You did not act like a jerk, you wanted to be involved in the decisions, F#$K THAT ITS YOUR MONEY. 

And regarding staying married for your kids, do you want to raise another like her? If you have a daughter she will be modeled a life without seeing love between their mother and father? Girls marry their fathers and boys marry their mothers. Are you ready to sentence your children's spouses to the life you lived? I would hope not. File for divorce, cut her off financially so she can experience what single motherhood is like. Out her to all friends and family, and do it all at once.

If you want to finish your sentence with her, that's your choice. But please don't do this to your kids. Divorce her, and find someone to love you for who you are, not what you can provide her.


----------



## morituri (Apr 1, 2011)

mike_1972 said:


> Also I admitted I was thinking about divorce a while ago, so *she responded instead of divorce we should have open relationship*and stay married for sake of kids. My reply was I do not want open relationship - I want her, but her answer was "too late".


When a husband or wife suggests having an open relationship to his/her spouse, it usually is because he/she is already having an affair and just wants to legitimize it.
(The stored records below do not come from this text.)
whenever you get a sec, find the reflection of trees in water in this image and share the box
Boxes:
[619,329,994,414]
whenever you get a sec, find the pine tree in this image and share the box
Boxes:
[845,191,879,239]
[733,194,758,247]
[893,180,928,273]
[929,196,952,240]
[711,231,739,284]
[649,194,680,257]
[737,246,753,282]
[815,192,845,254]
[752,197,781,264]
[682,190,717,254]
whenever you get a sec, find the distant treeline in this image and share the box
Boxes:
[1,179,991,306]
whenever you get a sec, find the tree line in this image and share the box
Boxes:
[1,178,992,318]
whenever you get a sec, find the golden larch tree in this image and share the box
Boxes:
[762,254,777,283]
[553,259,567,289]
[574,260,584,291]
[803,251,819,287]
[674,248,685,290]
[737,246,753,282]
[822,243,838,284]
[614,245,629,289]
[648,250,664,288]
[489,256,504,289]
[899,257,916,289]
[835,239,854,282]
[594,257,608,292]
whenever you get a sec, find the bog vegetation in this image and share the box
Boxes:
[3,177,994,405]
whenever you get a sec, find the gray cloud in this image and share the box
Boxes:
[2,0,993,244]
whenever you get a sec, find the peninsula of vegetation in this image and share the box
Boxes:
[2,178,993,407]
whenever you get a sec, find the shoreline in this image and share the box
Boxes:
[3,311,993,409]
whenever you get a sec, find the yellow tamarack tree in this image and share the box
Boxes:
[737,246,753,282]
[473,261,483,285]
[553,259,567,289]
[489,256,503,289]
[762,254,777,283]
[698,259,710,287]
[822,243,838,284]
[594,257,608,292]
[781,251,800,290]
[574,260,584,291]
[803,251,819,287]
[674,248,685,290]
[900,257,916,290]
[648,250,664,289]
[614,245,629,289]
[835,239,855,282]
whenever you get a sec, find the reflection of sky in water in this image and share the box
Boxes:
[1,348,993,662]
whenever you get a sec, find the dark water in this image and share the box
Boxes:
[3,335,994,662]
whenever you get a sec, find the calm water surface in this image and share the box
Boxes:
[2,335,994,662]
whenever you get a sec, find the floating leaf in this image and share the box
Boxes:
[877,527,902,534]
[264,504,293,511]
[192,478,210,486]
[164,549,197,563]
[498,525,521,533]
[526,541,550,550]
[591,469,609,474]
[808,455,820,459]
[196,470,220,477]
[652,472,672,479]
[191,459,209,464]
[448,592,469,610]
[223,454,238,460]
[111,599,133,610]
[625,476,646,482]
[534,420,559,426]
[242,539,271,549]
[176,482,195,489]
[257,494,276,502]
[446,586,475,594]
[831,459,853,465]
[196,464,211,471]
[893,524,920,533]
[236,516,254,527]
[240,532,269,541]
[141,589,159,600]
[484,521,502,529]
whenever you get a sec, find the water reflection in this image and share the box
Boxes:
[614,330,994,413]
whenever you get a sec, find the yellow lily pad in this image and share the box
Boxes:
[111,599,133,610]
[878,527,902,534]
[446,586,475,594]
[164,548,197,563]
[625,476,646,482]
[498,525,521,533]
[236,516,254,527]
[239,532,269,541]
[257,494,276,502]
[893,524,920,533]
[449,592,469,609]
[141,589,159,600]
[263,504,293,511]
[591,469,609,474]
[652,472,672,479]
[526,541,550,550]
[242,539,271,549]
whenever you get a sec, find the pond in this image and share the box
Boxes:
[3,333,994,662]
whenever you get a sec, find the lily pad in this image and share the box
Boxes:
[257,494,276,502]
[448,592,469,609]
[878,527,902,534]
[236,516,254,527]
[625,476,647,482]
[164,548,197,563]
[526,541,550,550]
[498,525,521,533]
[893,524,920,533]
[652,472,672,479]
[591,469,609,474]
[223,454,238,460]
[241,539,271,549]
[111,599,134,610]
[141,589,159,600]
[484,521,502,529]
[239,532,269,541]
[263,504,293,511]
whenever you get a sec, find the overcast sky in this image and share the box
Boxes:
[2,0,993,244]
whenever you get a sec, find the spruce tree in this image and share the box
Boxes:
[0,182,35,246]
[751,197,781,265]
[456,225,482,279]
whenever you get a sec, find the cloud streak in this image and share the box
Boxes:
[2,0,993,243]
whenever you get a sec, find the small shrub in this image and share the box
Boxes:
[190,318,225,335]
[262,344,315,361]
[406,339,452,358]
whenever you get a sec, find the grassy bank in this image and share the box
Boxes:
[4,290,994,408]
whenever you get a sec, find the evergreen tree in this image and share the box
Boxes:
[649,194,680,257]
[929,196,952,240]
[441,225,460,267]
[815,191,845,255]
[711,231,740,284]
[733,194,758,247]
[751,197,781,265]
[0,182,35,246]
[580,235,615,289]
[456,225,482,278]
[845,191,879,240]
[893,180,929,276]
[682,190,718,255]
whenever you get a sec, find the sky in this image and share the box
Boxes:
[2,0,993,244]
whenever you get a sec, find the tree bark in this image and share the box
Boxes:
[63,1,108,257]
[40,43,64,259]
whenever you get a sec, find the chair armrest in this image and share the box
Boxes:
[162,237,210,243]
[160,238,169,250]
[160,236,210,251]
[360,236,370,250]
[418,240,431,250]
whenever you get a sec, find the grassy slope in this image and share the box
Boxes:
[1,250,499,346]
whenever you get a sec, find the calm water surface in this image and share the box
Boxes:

Maybe I'm wrong but from your posts it seems that you were quite content simply being roommates with benefits. Now that she is in at least an EA, and possibly a PA as well, she has cut you off from those sexual benefits. In case you forgot, most women need to feel emotionally connected with their men in order to feel sexual desire. What have you done to make her emotionally connected to you? Mind you I'm not blaming you for choice to have an affair - she is solely responsible for that - but you are responsible for making her feel emotionally supported.

You have been given excellent advise by the others, now it is up to you whether or not you will follow it. I will just add that you if you want to do something to help YOU become emotionally stronger, then click on the links below my signature titled "Just Let Them Go", "The 180 degree rules" and "No More Mr Nice Guy". Women are attracted to emotionally strong men and right now your wife doesn't see you as one. Following the principles of the links I mentioned will make you into a much more attractive man than the one you are at this moment. But again the choice to do it is yours.


----------